UNITEDHEALTH GROUP INCORPORATED

2008 EXECUTIVE INCENTIVE PLAN

SECTION 1. ESTABLISHMENT.

On February 19, 2008, the Board of Directors of UnitedHealth Group Incorporated, upon recommendation by the Compensation and Human Resources Committee of the Board of Directors, approved this executive incentive plan for executives as described herein (the “UnitedHealth Group Executive Incentive Plan”).

SECTION 2. PURPOSE.

The purpose of this Plan is to advance the interests of the Company and its shareholders by attracting and retaining key employees, and by stimulating the efforts of such employees to contribute to the continued success and growth of the business of the Company.

SECTION 3. DEFINITIONS.

When the following terms are used herein with initial capital letters, they shall have the following meanings:

(a) “Annual Incentive Award” shall have the meaning set forth in Section 5 hereof.

(b) “Base Salary” shall mean a Participant’s annualized base salary, as determined by the Committee, as of the last day of September of a Performance Period.

(c) “Annual Bonus Pool” shall mean 2% of Net Income for the Performance Period.

(d) “Code” shall mean the Internal Revenue Code of 1986, as it may be amended from time to time, and any proposed, temporary or final Treasury Regulations promulgated thereunder.

(e) “Committee” shall mean the Compensation and Human Resources Committee of the Board of Directors of the Company designated by such Board to administer the Plan which shall consist of members appointed from time to time by the Board of Directors. Each member of the Committee shall be an “outside director” within the meaning of Section 162(m) of the Code.

(f) “Company” shall mean UnitedHealth Group Incorporated, a Minnesota corporation, and any of its subsidiaries or affiliates, whether now or hereafter established.

(g) “Maximum Incentive Award” shall mean a dollar amount equal to 25 % of the Annual Bonus Pool or Performance Bonus Pool, as the case may be.

(h) “Misconduct” shall mean a Participant’s (a) violation of, or failure to act upon or report known or suspected violations of, the Company’s Principles of Integrity and Compliance, or (b) commission of any illegal, fraudulent, or dishonest act or gross negligent or intentional misrepresentation in connection with the Participant’s employment.

 


(i) “Net Income” shall be computed in accordance with generally accepted accounting principles as reported in the Company’s consolidated financial statements for the applicable Performance Period, adjusted to eliminate (1) the cumulative effect of changes in generally accepted accounting principles; (2) gains and losses from discontinued operations; (3) extraordinary gains or losses; and (4) any other unusual or nonrecurring losses which are separately identified and quantified in the Company’s financial statements, including merger related charges.

(j) “Participant” shall mean any executive officer of the Company who is designated by the Committee, as provided for herein, to participate with respect to a Performance Period as a Participant in this Plan.

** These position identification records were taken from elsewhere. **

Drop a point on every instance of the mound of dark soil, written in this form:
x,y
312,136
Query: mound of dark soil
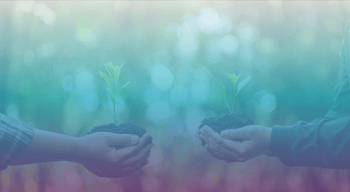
x,y
227,121
123,129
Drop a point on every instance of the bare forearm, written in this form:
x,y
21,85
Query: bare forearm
x,y
47,147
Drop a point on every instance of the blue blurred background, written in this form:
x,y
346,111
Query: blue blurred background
x,y
177,56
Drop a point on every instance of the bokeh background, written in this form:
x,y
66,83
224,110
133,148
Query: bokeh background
x,y
176,55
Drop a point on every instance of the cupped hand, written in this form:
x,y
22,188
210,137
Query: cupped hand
x,y
99,155
239,144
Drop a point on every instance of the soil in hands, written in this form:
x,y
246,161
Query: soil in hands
x,y
123,129
227,121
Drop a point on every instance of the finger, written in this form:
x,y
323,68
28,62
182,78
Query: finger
x,y
140,157
128,152
197,131
214,153
122,139
134,168
203,139
207,131
243,133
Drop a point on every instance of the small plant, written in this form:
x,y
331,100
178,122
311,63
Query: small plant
x,y
231,120
237,89
112,79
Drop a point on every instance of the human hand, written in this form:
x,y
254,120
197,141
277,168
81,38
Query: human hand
x,y
99,155
237,144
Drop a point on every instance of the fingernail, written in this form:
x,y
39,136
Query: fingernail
x,y
224,133
134,139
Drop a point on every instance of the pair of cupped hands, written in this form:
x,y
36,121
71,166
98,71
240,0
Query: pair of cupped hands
x,y
232,145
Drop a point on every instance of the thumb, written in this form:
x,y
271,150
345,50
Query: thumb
x,y
122,139
237,134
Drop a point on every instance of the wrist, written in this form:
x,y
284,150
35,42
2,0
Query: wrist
x,y
267,136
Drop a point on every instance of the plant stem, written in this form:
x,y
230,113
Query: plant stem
x,y
228,107
234,99
115,118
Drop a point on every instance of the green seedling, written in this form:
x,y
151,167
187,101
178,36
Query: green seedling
x,y
237,89
112,79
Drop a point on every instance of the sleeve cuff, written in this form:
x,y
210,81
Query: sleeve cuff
x,y
15,136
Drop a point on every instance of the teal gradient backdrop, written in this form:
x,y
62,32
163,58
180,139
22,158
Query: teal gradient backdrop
x,y
177,56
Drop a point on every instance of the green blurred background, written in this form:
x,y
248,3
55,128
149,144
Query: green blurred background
x,y
176,55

Directors of the Company who are not also employees of the Company are not eligible to participate in the Plan.

(k) “Performance Award” shall have the meaning set forth in Section 6 hereof.

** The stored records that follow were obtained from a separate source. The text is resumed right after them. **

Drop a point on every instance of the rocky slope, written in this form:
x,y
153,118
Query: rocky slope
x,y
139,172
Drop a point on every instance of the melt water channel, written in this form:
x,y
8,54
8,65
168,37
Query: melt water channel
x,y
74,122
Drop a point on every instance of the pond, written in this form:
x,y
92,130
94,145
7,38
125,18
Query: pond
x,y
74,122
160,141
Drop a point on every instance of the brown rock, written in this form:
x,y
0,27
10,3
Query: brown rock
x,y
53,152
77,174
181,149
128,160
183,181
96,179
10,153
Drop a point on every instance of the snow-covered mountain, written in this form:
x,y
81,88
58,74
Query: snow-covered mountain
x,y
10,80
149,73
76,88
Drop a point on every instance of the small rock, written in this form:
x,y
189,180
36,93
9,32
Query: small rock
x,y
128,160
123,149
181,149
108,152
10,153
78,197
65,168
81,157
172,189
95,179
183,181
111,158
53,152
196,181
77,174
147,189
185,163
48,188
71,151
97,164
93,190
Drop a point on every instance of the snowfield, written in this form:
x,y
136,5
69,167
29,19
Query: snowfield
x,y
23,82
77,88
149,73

(l) “Performance Bonus Pool” shall mean 2% of Net Income for the Performance Period divided by the number of whole and partial years in the Performance Period.

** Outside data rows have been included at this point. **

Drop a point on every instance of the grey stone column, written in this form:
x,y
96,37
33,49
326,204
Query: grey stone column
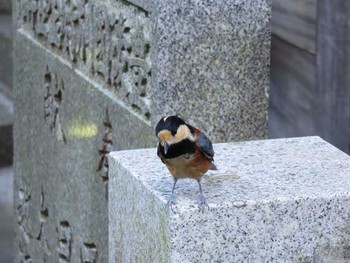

(m) “Performance Period” shall mean (i) for an Annual Incentive Award, each consecutive twelve-month period commencing on January 1 of each year during the term of this Plan and coinciding with the Company’s fiscal year; and (ii) for a Performance Award, such period or periods as shall be specified from time to time by the Committee.

(n) “Plan” shall mean this UnitedHealth Group Executive Incentive Plan.

(o) “Target Award” shall mean a percentage, which may be greater or less than 100%, as determined by the Committee with respect to each Performance Period.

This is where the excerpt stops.